Economists are skeptical if Saudi Arabia would stay true to its threat since selling billions of dollars of American assets would be difficult and would likely cause global turmoil for which they would be held responsible. It could also destabilize the American dollar, to which the Saudi riyal is pegged.
“The impact of the sale of the treasuries is not clear. It is possible that the sale decreases the price of the treasuries and pushes up the interest rate, which could impact interest rate sensitive investment and consumption spending,” Economics Professor Dr. Ellen Hurst said. “It is also possible that the impact of the sale has an imperceptible impact on the treasury market. We do not have enough information to say anything with certainty.”
In the past, families of 9/11 victims have tried to hold Saudi royal family members, Saudi banks and charities responsible for financial support of terrorism through U.S. courts, but were blocked due to the 1976 Foreign Sovereign Immunities Act.
The act raises the questions of whether a foreign sovereign nation can be sued in U.S. courts.
Saudi officials have denied any connections with Sept. 11 plots, and the 9/11 Commissions found “no evidence that the Saudi government as an institution or senior Saudi officials individually funded the organization.”
However, the narrow wording of the commissions’ report left skeptics questioning if less senior officials or other parts of the Saudi government could have had parts in the attacks.
Fifteen of the 19 hijackers were also Saudi nationals, and in February, the “20th hijacker” Zacarias Moussaoui pleaded guilty to participating in an al-Qaeda conspiracy connected to 9/11 and claimed members of the Saudi royal family supported al-Qaeda.
A 2002 Congressional inquiry into the 9/11 attacks produced a 28-page report, including conclusions about evidence of Saudi officials living in the U.S. at the time and participating in plots.
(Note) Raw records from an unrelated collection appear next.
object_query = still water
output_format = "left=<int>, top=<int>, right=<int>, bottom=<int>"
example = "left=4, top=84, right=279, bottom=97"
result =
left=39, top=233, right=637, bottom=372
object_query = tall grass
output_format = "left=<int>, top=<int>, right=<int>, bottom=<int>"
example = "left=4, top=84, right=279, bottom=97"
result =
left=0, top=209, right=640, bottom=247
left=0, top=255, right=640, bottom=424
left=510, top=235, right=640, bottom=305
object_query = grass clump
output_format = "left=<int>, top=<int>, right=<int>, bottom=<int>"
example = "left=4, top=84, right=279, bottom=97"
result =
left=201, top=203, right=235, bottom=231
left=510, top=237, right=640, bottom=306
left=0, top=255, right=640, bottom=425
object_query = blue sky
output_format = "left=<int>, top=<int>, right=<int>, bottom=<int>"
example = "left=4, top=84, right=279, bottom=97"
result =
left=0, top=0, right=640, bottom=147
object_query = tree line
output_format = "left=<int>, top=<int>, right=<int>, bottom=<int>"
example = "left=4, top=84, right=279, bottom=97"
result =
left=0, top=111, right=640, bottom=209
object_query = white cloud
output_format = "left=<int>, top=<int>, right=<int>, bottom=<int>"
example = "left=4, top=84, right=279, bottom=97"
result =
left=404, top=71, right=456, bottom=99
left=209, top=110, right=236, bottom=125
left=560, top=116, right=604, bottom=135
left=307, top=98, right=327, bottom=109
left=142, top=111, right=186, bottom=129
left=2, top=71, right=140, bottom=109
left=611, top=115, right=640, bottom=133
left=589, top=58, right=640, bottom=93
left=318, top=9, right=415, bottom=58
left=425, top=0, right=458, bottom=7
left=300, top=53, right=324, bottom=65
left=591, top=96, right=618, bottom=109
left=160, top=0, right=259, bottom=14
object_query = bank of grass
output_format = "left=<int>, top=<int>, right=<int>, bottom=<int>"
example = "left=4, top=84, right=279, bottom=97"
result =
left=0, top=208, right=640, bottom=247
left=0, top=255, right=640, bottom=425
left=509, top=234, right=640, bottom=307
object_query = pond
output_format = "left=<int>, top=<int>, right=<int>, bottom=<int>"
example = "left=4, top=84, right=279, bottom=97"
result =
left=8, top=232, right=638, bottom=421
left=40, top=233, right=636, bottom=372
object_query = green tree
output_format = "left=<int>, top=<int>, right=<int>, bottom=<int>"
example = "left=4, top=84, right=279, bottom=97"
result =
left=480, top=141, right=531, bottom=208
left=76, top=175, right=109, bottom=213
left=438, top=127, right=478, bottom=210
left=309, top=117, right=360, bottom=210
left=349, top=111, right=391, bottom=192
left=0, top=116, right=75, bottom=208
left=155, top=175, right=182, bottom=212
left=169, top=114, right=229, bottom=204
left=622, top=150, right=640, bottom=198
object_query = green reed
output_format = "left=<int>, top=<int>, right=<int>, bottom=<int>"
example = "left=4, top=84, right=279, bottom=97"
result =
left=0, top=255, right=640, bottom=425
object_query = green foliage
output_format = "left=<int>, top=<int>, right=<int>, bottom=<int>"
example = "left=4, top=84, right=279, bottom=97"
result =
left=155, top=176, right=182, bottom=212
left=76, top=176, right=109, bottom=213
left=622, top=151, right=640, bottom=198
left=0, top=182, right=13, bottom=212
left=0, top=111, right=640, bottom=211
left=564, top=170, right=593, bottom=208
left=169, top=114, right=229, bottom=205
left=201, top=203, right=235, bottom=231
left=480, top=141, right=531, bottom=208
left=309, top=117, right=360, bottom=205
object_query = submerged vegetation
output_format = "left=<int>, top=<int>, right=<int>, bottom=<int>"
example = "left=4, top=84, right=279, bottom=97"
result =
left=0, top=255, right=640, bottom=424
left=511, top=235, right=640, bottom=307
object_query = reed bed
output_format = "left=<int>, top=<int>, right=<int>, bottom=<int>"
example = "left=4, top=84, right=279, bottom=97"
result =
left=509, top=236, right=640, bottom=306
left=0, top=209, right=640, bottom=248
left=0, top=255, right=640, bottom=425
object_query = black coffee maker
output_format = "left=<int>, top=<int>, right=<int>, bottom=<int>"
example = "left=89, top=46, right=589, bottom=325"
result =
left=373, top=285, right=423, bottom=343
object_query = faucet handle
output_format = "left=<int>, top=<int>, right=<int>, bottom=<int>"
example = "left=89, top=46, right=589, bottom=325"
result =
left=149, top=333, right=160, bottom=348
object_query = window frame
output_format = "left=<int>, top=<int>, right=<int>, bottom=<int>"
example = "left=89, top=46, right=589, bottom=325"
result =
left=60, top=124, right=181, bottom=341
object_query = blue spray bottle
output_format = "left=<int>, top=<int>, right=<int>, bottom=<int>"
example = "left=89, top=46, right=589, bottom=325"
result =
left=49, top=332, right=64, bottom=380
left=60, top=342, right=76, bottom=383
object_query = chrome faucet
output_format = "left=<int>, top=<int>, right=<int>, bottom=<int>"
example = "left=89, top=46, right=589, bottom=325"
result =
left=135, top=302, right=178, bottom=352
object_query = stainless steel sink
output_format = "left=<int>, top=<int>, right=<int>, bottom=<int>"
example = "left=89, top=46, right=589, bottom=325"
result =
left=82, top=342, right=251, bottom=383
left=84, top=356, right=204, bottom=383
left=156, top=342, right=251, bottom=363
The report remains classified despite Saudi requests in 2003 to publish it to the public.
“I think it’s a great idea, but realistically and politically it won’t pass because it could jeopardize international policy and relationships,” sophomore economics major Tess Sommer said.
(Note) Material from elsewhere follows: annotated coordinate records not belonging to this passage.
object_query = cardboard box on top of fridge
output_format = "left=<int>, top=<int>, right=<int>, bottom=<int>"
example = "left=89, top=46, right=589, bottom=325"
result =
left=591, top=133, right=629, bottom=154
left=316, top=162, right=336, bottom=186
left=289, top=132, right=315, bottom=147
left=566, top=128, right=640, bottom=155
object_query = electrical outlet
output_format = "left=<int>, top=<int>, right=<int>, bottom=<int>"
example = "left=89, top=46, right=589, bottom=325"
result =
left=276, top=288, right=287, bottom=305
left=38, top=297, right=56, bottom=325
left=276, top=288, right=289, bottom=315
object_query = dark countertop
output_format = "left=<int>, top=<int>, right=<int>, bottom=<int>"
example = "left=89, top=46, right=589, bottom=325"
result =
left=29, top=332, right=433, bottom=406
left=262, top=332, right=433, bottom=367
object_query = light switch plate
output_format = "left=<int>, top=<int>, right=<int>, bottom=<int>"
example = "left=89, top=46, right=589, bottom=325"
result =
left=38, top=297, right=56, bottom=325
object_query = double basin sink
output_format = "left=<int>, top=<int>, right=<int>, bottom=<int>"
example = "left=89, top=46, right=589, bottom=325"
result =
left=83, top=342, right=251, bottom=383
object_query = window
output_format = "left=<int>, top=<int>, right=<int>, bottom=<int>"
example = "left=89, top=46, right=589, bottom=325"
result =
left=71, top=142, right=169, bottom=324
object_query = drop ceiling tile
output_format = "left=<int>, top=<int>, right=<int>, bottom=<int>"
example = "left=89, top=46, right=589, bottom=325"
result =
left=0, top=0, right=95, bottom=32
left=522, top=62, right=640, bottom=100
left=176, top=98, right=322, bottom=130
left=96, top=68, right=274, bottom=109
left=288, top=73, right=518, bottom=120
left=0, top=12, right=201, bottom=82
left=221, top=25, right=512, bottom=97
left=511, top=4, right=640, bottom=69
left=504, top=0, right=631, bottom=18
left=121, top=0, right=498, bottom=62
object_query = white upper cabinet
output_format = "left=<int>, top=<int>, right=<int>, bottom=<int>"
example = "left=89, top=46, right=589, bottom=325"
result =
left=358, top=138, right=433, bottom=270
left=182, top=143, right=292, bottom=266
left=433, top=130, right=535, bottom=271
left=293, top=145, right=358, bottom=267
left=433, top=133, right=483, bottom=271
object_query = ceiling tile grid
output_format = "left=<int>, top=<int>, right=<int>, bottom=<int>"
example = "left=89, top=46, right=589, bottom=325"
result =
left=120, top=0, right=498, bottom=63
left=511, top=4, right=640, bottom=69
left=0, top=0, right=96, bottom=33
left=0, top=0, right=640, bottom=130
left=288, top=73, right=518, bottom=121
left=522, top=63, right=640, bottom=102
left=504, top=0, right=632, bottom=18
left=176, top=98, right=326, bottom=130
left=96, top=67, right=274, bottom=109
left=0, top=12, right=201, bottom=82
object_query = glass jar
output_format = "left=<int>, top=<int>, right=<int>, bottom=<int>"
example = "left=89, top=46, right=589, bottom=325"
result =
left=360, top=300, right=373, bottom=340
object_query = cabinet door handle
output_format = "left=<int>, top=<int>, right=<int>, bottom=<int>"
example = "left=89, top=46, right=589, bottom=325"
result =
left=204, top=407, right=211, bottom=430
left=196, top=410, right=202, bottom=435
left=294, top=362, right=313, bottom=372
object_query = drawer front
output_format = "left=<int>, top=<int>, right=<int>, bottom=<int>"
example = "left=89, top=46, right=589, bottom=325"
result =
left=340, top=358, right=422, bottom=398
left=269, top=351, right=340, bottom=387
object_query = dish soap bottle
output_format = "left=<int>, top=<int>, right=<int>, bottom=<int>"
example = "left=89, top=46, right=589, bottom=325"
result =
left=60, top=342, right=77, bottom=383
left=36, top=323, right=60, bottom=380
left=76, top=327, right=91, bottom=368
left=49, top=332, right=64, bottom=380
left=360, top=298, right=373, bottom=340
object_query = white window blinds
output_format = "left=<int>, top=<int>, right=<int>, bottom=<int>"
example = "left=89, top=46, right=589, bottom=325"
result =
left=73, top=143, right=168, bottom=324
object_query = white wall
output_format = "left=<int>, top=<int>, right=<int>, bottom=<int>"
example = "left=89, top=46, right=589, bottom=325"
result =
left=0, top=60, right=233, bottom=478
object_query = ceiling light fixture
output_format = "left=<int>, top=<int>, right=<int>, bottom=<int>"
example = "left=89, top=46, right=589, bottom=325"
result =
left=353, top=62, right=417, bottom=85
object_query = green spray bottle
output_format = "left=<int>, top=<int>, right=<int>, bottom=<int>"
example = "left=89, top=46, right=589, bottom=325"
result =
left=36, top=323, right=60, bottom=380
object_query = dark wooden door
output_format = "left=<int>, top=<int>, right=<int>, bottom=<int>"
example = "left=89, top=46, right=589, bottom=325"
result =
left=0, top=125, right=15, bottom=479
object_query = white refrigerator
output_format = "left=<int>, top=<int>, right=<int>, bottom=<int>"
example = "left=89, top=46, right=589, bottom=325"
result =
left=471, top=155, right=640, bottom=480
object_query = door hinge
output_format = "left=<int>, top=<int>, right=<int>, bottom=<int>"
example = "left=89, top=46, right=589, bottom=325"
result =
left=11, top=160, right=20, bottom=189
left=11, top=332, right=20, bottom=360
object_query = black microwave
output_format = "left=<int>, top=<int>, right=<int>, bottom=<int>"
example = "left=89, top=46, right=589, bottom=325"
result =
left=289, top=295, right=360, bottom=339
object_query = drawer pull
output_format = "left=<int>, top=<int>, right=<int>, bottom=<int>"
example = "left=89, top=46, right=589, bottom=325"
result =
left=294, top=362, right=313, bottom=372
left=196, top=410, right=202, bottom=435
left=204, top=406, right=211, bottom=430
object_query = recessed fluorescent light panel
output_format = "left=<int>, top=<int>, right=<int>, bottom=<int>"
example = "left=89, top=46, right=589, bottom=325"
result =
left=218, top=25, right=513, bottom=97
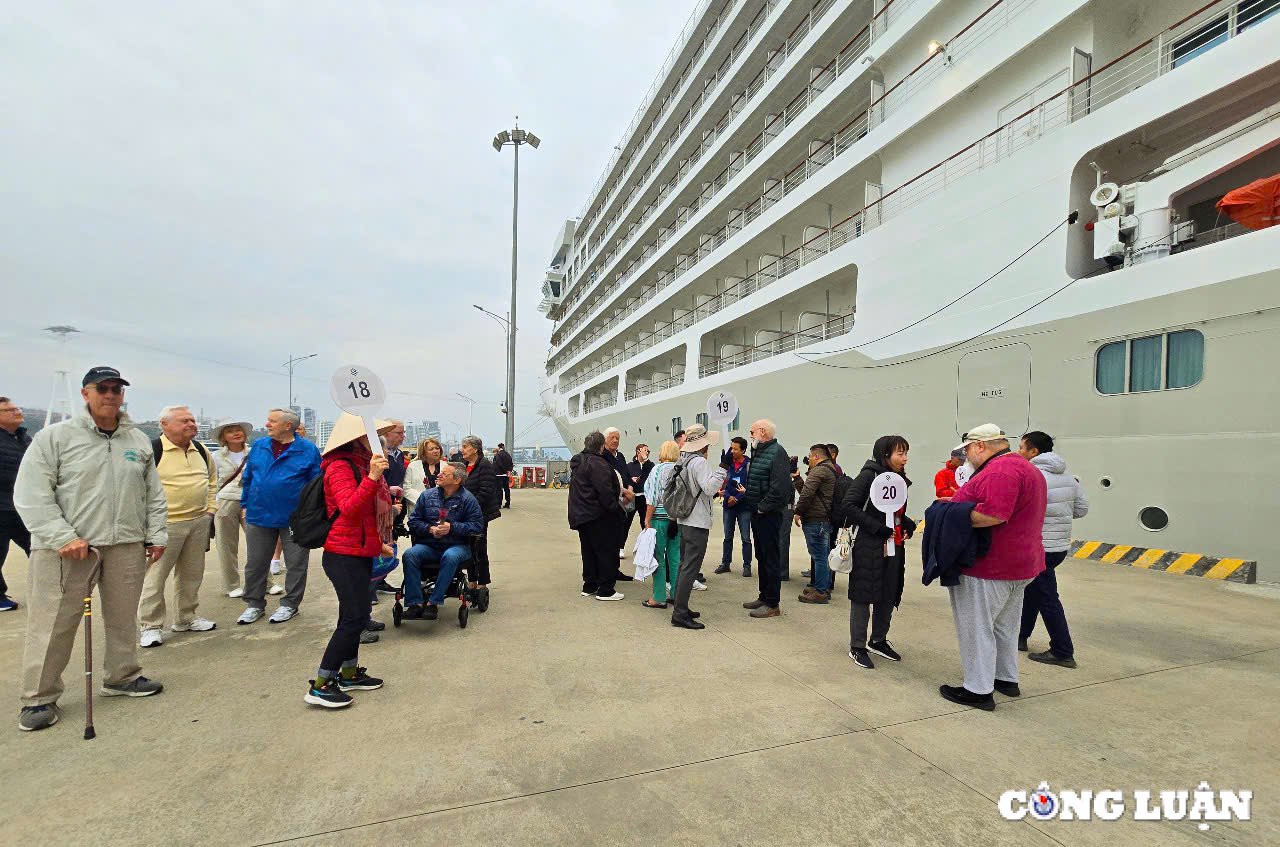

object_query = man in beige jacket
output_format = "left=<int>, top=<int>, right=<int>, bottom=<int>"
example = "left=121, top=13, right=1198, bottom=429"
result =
left=13, top=367, right=169, bottom=731
left=138, top=406, right=218, bottom=647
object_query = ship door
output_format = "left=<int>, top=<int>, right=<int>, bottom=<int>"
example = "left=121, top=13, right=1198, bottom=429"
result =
left=956, top=342, right=1032, bottom=443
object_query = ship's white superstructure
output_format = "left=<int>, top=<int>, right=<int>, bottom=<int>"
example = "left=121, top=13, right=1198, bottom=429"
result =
left=543, top=0, right=1280, bottom=581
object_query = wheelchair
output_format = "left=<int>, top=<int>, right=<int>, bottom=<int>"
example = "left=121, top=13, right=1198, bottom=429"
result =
left=392, top=535, right=489, bottom=629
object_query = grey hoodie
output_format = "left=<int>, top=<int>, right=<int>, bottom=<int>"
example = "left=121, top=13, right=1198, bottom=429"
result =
left=1032, top=453, right=1089, bottom=553
left=13, top=408, right=169, bottom=550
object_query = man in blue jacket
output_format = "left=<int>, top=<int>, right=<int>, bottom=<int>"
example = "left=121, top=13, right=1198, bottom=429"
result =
left=401, top=464, right=484, bottom=621
left=236, top=409, right=320, bottom=623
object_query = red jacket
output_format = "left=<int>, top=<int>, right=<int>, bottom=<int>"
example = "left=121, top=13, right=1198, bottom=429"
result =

Passage of the bill would eliminate a nation’s sovereign immunity from being sued if they are found responsible for terrorist attacks that kill Americans on U.S. soil. If the bill passes both Congress houses and is signed by President Obama, then it would allow the Saudi government to be examined in the 9/11 lawsuits that would follow.
“Foreign governments need to be cognizant of what their residents are doing,” sophomore Tyler Bates said. “If those people attack me, I think that country’s government is partially responsible.”